Shoppers are flocking to the National Theatre to see Pride, a bright, musical retelling of the 1984 alliance between Lesbians and Gays Support the Miners and striking Welsh mining communities, and it matters because its message of solidarity feels urgently hopeful amid today’s politics of division.
Essential Takeaways
- Big-hearted staging: Bunny Christie’s adaptable scaffold set and Hugh Vanstone’s lighting create a tactile, changeable world that feels both gritty and celebratory.
- Standout performances: Samuel Barnett’s disco-fuelled Jonathan and Jhon Lumsden’s Mark give the show emotional teeth and charm.
- Songs that land: A mix of anthemic numbers and intimate ballads , from “You Stood By Me” to “You Might As Well Live” , power the narrative with warmth and verve.
- Tone and truth: The musical softens some historical rough edges, prioritising an uplifting, communal finish over a fully raw retelling.
- Practical note: Expect strong ensemble singing, an onstage band, and moments that will make you laugh and cry in equal measure.
A feel-good opener that still packs an emotional punch
The show grabs you straight away with buoyant music and a set that clicks and creaks with a lived-in, working-class texture. You can almost smell the chips and the lager in the welfare club; the production balances humour and tenderness so well that the audience are laughing one minute and wiping their eyes the next. According to critics, that balance is the musical’s greatest trick , it keeps the political heart beating while letting the songs do the heavy lifting.
How the story gets smoothed for a musical audience
This version trims some of the thornier history around LGSM and the miners’ struggle, trading complex political detail for clearer emotional beats.
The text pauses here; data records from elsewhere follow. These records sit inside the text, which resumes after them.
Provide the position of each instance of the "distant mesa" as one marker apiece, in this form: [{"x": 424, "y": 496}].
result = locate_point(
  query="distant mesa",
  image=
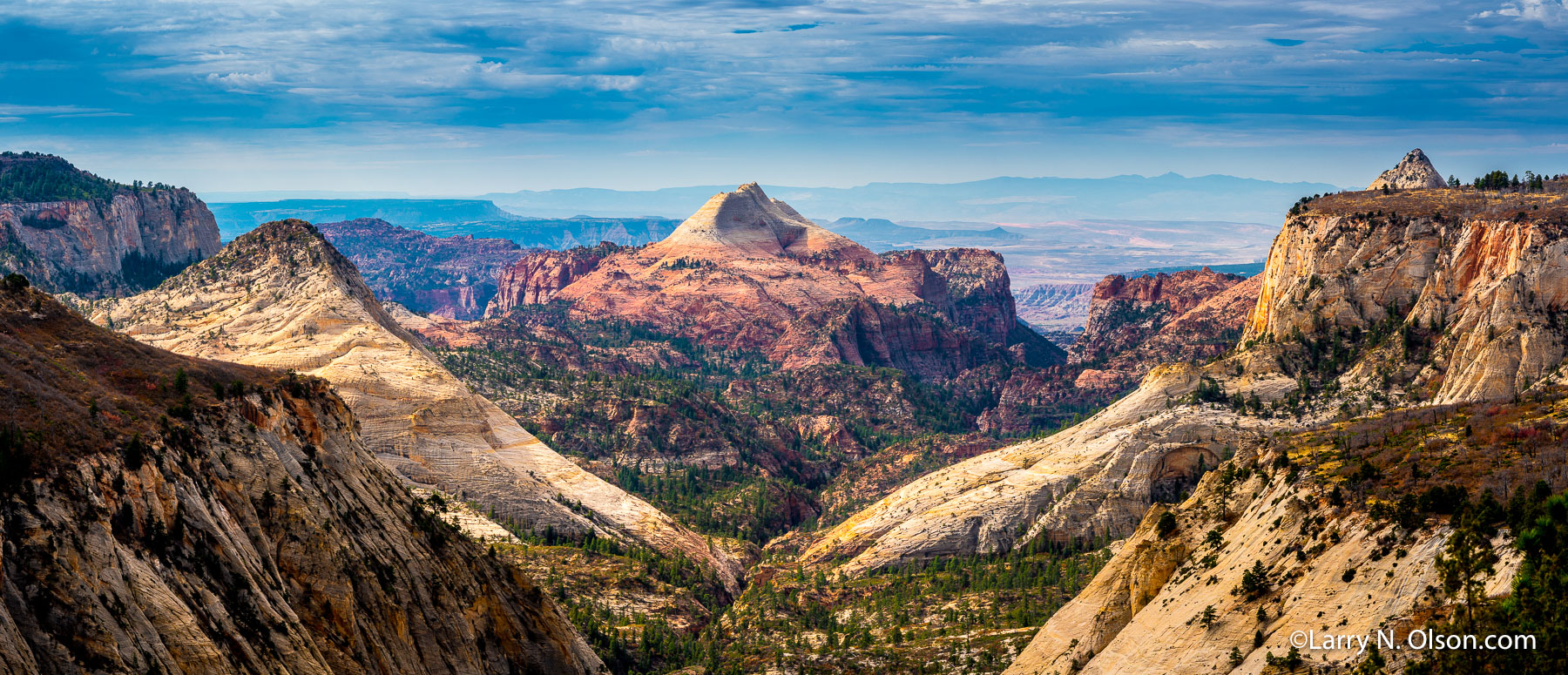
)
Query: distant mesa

That airbrushing isn’t accidental: musicals often need a through-line you can sing along to, and director Matthew Warchus and writer Stephen Beresford lean into narrative clarity. If you’re looking for a documentary-level accounting, supplementary reading on LGSM’s real history will fill in the gaps, but the stage show chooses uplift over exhaustive nuance.
Performances that make the politics personal
Samuel Barnett’s Jonathan is a revelation , his disco number in the second half moves from quiet melancholy to full-on razzle-dazzle, and it’s the kind of theatrical moment that stays with you. Jhon Lumsden’s Mark provides the ideological spark with a charismatic edge, while the ensemble gives the production a sturdy, communal feel. Critics note that these performances turn a political tale into something intimate, reminding you that solidarity is built of small, human acts.
Music and design: why the show looks and sounds like a celebration
Christopher Nightingale, Josh Cohen and DJ Walde supply songs that vary in style but cohere as anthems for togetherness; the onstage band under Jo Cichonska keeps the sound immediate and warm. Bunny Christie’s scaffolding set, lit like a living diorama, shifts mood with quick costume and prop changes, making scene transitions feel like musical breaths. If you adore a slick, energetic production that still smells faintly of the real world, this one delivers.
What it means now: solidarity as theatre and as argument
Pride lands at a moment when stories about alliances across difference feel particularly resonant. The musical’s insistence that people can overcome prejudice and stand together is both theatrical medicine and a civic nudge. Expect the show to prompt conversations , about history, about how we tell it, and about what we lose when we smoothe injustice out of the narrative. It’s a reminder that theatre can be both balm and provocation.
It's a small change that can make every cheer in the auditorium feel like part of something bigger.